COS 26-8
Stand demography as an indicator of ecological resilience in an old-growth mixed conifer forest

Tuesday, August 12, 2014: 10:30 AM
Regency Blrm C, Hyatt Regency Hotel
Carrie R. Levine, Environmental Science, Policy, and Management, University of California, Berkeley, Berkeley, CA
Flora Krivak-Tetley, Ecology & Evolutionary Biology, Dartmouth College, Hanover, NH
John J. Battles, Environmental Science, Policy, and Management, University of California, Berkeley, Berkeley, CA
Background/Question/Methods

Tree species richness in forests is associated with higher levels of ecosystem services and greater resilience in the face of anthropogenic global change. California’s Sierra Nevada mixed conifer forests have historically been a uniquely resilient system due to the evenness of their mixed composition. However, fire exclusion in the region has led to changes in the physical structure of the forest as well as a sharp decrease in the species richness of recruits in the forest understory. This shift from a mixed to homogenous system is likely to increase the susceptibility of the ecosystem to perturbations and to slow recovery after disturbance, resulting in decreased resilience of the forest in the face of natural and anthropogenic disturbances. What are the drivers of this forest reorganization? Answering this question allows us to more accurately model forest trajectories and better manage for a desired resilient state. We measured changes in forest composition and structure over a 20-year period in a 4-ha mapped stand in the northern Sierra Nevada.

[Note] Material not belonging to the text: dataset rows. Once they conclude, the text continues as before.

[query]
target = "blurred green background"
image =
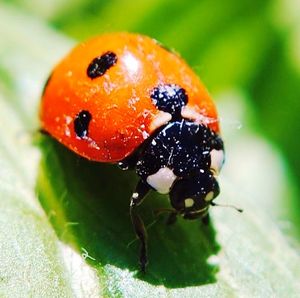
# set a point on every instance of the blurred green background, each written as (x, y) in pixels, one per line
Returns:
(249, 48)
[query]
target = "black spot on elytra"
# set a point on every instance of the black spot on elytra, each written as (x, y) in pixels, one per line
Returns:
(46, 84)
(81, 123)
(169, 98)
(101, 64)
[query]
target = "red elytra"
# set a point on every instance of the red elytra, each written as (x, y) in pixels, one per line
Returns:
(122, 113)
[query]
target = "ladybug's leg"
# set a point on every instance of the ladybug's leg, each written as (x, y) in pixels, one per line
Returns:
(206, 219)
(137, 197)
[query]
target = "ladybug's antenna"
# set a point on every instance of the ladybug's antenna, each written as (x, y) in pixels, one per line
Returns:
(226, 205)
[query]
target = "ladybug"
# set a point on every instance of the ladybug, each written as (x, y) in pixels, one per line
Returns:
(124, 98)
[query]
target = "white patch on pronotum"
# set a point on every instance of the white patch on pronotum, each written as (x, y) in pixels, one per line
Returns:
(188, 203)
(162, 180)
(217, 160)
(160, 119)
(209, 196)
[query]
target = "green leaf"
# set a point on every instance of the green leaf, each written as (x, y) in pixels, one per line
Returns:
(64, 224)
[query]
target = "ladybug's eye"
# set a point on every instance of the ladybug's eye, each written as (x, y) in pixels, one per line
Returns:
(81, 123)
(100, 65)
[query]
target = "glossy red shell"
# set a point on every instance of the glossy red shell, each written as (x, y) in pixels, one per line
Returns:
(123, 115)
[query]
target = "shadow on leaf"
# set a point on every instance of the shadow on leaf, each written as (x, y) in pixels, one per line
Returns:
(88, 205)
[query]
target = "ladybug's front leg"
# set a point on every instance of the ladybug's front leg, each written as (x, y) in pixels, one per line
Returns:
(138, 196)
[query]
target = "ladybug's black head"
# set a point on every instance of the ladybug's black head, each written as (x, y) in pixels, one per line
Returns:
(192, 197)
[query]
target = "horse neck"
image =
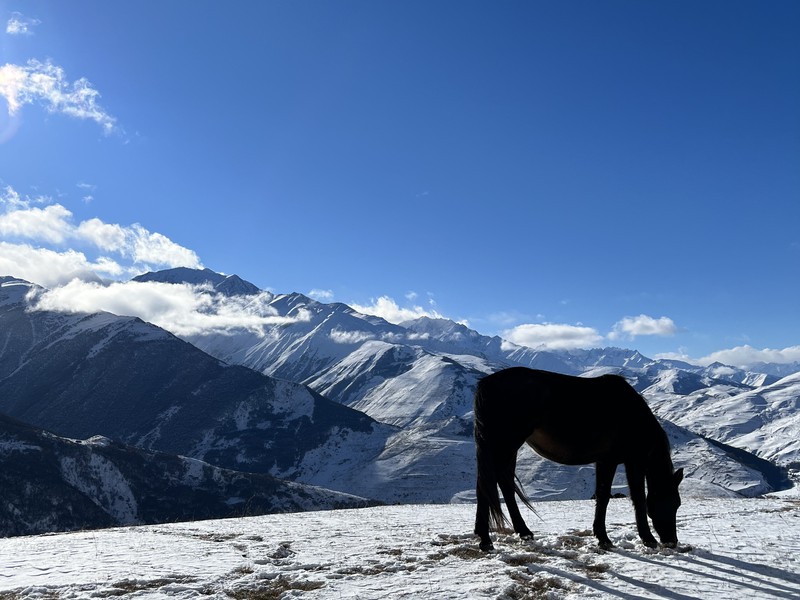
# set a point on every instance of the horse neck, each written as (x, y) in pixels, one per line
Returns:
(660, 468)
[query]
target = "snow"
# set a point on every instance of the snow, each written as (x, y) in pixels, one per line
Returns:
(739, 548)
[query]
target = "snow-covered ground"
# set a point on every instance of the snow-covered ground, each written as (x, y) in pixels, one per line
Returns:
(747, 548)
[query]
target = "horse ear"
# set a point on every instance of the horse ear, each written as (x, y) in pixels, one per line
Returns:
(678, 475)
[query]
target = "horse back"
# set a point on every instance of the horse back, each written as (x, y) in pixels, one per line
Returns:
(573, 420)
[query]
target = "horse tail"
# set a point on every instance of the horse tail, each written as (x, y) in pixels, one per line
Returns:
(488, 477)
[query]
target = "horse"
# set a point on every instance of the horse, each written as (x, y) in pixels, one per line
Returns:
(572, 421)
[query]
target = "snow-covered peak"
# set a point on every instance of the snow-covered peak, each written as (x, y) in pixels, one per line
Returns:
(230, 285)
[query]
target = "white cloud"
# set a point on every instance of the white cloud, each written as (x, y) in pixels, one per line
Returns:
(341, 336)
(154, 248)
(18, 24)
(745, 356)
(103, 235)
(321, 295)
(54, 225)
(631, 327)
(50, 268)
(46, 83)
(386, 308)
(553, 336)
(49, 224)
(180, 308)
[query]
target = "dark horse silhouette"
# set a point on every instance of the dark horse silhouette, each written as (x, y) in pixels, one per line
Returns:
(572, 421)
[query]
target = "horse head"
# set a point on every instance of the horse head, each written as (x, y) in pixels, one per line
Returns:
(662, 507)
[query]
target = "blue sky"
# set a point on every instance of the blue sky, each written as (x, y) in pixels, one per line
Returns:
(572, 174)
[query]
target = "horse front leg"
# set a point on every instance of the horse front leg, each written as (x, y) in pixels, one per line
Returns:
(507, 487)
(635, 475)
(604, 476)
(482, 521)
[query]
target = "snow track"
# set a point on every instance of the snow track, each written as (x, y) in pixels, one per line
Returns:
(740, 548)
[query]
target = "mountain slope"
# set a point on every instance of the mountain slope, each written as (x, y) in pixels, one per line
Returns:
(49, 483)
(83, 375)
(420, 376)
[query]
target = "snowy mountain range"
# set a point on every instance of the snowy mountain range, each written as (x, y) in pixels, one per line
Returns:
(350, 402)
(50, 483)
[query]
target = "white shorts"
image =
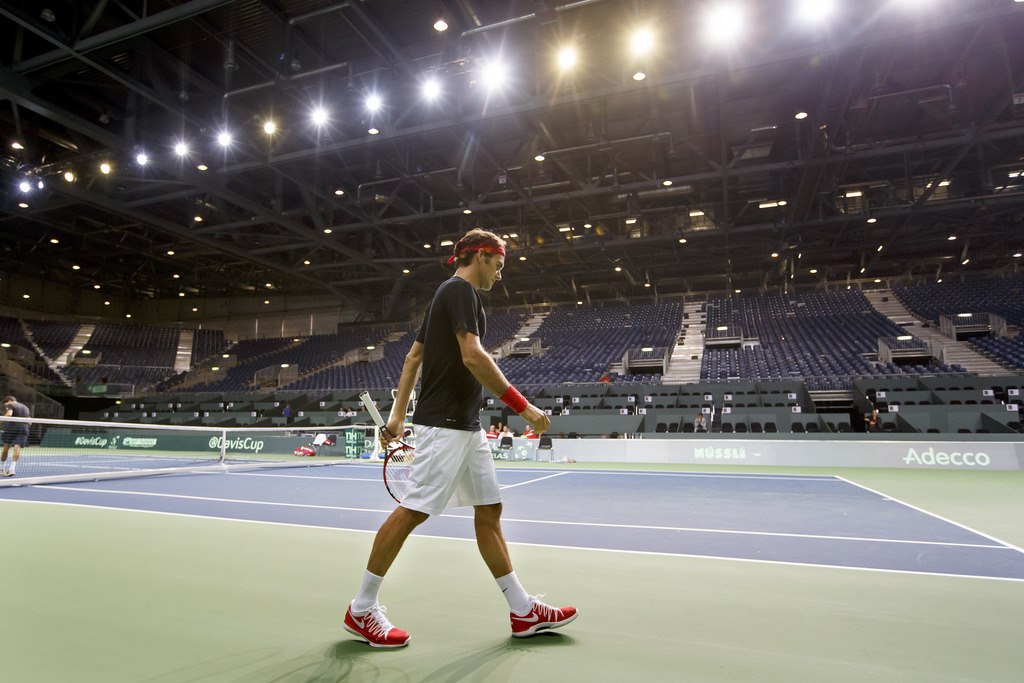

We used hierarchical models of growth, mortality, and recruitment to estimate changes in stand dynamics of understory and dominant trees to assess which processes were dominating the shift to a more homogenous forest composition.

Results/Conclusions

While the overstory of this forest remains relatively evenly mixed, there is an obvious imbalance in the species composition of understory recruits. White fir and Douglas fir recruited into the understory at a rate of 1.8±0.5 and 0.6±0.2 trees ha-1 yr-1, respectively. Ponderosa pine recruited at a rate of 0.02±0.02 trees ha-1 yr-1, and sugar pine showed no recruitment. Preliminary analyses show that average diameter growth of white fir and Douglas fir did not differ significantly from ponderosa pine and sugar pine for either dominant or understory trees. Mortality of these four species was also similar. These results suggest that the main driver of forest reorganization in this system is the lack of recruitment of pines to the forest understory, and eventually to the forest canopy. This mixed conifer forest appears to be nearing a regime shift from a resilient, mixed system to a homogenous system less able to resist disturbance; however, accurately quantifying resilience of slowly changing systems composed of long-lived species has proven difficult. By using proxies for resilience such as species richness, we may be able to better manage forest systems with resilience goals in mind.